Healthcare AI’s slow progress from concept to clinic: an ‘inconvenient truth’

Few healthcare AI models introduced in the medical literature during the present AI research boom can be used in actual patient care.

This “inconvenient truth” deserves attention, according to the authors of a paper fleshing out the disconnect between the technology’s highly publicized potential and its paltry use in medical practice to date.

The senior author of the paper, which is running in npj Digital Medicine, is Leo Anthony Celi, MD, MPH, MSc, who is a principal research scientist at MIT, a staff physician at Beth Israel Deaconess Medical Center and an associate professor at Harvard Medical School.

Celi and colleagues identify two main reasons for AI’s lack of penetration in healthcare beyond research settings.

One, the innovations can’t do much on their own to change clinicians’ established ways of working.

“A complex web of ingrained political and economic factors as well as the proximal influence of medical practice norms and commercial interests determine the way healthcare is delivered,” the authors explain. “Simply adding AI applications to a fragmented system will not create sustainable change.”

And two, most provider organizations don’t have the kind of data infrastructure it would take to train algorithms for serving vast and varied populations.

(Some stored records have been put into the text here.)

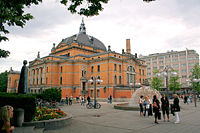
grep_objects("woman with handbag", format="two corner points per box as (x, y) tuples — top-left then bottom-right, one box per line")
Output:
(153, 95), (160, 124)
(174, 94), (180, 124)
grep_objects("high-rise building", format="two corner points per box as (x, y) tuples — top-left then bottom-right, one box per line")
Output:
(139, 49), (199, 87)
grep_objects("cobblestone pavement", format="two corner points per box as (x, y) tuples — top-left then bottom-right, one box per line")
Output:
(44, 102), (200, 133)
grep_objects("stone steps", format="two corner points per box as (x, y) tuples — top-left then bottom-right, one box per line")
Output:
(13, 126), (44, 133)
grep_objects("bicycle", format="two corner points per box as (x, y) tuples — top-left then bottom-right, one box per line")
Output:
(86, 102), (101, 109)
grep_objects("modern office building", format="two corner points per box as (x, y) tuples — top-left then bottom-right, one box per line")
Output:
(8, 21), (146, 99)
(139, 49), (199, 87)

The tools would need to both fit local practice patterns and operate consistently, the authors emphasize, even for patient subgroups whose characteristics were underrepresented in training datasets.

The hurdles don’t end there. Celi and colleagues point to widespread dissatisfaction among clinicians with EMRs, which not infrequently translates into incomplete entry of germane health data. Health data, and lots of it, is of course the lifeblood of usable healthcare AI.

Meanwhile, even if efforts to change the underlying EMR-averse culture were to succeed, data integration and interoperability among and between different providers remains more goal than process.

Other snags the authors describe include basic yet still unanswered questions about health data—who owns it, who’s responsible for it and who can use it—as well as widespread worries around data privacy and security.

Tackling these questions and concerns will require hashing them out in the public square and getting them addressed by policymakers.  

“The specific path forward,” Celi and colleagues write, “will depend on the degree of a social compact around healthcare itself as a public good, the tolerance to public-private partnership and, crucially, the public’s trust in both governments and the private sector to treat their healthcare data with due care and attention in the face of both commercial and political perverse incentives.”

On the bullish side, the growth of affordable cloud computing has been a boon to small and medium-sized tech companies as well as the giants, opening doors for innovators in many corners of healthcare, the authors point out.

“Now that the growth of cloud computing in the broader economy has bridged the computing gap, the opportunity exists to both transform population health and realize the potential of AI” in healthcare, they write.

To get there from here, Celi et al. conclude, governments must be willing to “foster a productive resolution to issues of ownership of healthcare data through a process that necessarily transcends election cycles and overcomes or co-opts the vested interests that maintain the status quo—a tall order.”

Without such a shift in the public and political will, they predict, “opportunities for AI in healthcare will remain just that—opportunities.”